Epidemic/pandemic 'flu
Annual epidemics of influenza are possible because the H and N antigens change, known as antigenic drift. This means that there are a sufficiently large number of individuals without immunity for the virus to circulate and, in some years, for an epidemic to occur. The virus may also undergo major genetic change, which is often due to gene re-assortment, known as antigenic shift. When this happens, as there are very few individuals with immunity, a worldwide pandemic may develop. Pandemics occur every 10-40 years, often originating in the Far East then circulating westwards. Such novel strains can often be traced to infected birds, poultry or pigs. Pandemic influenza A strains have a high attack rate and are associated with increased morbidity and mortality: 20 million people died in the 'Spanish 'flu' epidemic of 1919. The most recent pandemic virus, which arose in Mexico and was designated 'swine 'flu', was an H1N1 virus and had a high attack rate in the young. Viral pneumonia was most common in pregnant women and patients who were immunocompromised, but the global mortality rate was low. The risk of a pandemic is high when there are epizootics of avian 'flu circulating in domestic birds (e.g. H5N1) and genetic re-assortment occurs. Serotypes B and C are exclusively human pathogens that do not cause pandemics.

Avian 'flu
Avian strains are of great concern to poultry farmers, as avian 'flu may cause high mortality in their flocks. Infection can be transmitted to poultry from migratory wild birds. The virus can spread to humans and may be associated with high mortality (e.g. in the case of the H5N1 virus). Person-to-person spread is uncommon.

Clinical features
The incubation period lasts 1-4 days and patients are infectious for approximately 3 days, starting from 1 day before symptoms emerge. Headache, myalgia, fever and cough last for 3-4 days. Complications, which are more common in elderly people and patients with cardiopulmonary disease, include primary viral or secondary bacterial pneumonia.

Diagnosis
Most diagnoses are made clinically. Rapid laboratory diagnosis is by direct immunofluorescence that can detect influenza A/B or C. Nucleic acid amplification tests (NAATs) are more sensitive and can identify the specific serotype, which can indicate whether a patient is infected with the pandemic strain. Public health laboratory services responding to pandemics must develop these novel tests quickly to track the progress of a new epidemic or pandemic strain. Virus isolation is still required for vaccine design, a process that is coordinated nationally by public health services and internationally by the WHO.

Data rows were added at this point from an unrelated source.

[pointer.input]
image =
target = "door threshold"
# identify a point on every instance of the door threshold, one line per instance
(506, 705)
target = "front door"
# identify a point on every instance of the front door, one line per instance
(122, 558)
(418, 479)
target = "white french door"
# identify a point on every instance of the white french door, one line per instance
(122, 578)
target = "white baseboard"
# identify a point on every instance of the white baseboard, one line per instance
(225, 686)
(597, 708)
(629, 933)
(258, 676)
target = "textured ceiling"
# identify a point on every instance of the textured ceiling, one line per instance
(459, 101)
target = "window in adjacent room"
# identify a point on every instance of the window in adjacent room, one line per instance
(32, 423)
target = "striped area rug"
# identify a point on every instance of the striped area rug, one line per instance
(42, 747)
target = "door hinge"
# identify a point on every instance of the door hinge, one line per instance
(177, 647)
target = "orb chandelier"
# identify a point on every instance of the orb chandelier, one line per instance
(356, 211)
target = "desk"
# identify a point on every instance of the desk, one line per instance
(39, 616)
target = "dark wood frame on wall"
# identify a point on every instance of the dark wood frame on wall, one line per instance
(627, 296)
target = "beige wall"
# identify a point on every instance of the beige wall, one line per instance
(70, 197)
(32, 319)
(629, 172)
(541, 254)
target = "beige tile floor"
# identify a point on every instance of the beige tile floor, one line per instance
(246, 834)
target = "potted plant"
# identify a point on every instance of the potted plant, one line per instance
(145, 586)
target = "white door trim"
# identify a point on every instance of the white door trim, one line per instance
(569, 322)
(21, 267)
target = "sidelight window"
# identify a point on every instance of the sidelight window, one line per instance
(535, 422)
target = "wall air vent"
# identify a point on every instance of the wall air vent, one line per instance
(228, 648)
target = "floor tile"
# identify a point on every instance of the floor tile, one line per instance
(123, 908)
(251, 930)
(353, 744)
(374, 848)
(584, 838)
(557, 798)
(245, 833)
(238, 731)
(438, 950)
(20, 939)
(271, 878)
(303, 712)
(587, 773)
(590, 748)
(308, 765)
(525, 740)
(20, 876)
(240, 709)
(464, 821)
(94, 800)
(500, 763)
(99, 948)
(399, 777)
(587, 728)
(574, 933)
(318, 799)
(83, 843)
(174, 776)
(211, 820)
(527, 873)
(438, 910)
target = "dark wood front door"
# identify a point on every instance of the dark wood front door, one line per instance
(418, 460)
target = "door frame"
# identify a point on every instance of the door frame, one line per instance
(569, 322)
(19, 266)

Treatment, Prevention and control
Treatment is usually symptomatic; secondary bacterial infections require appropriate antibiotics. Inactivated viral vaccines are prepared from the currently circulating viruses each year. Vaccination provides 70% protection and is recommended for individuals at risk of severe disease, such as those with cardiopulmonary disease or asthma. Influenza can be treated with the neuraminidase inhibitors zanamivir and oseltamivir, which shorten the duration of symptoms. They are indicated for patients who are at risk of severe complications and may have value in slowing the progression of a pandemic and reducing the associated mortality. Recent developments utilizing molecular cloning techniques have shortened the time taken to produce novel vaccines in response to a pandemic, which proved useful in the swine 'flu pandemic. Research continues to find a vaccine antigen that is effective but is not variable.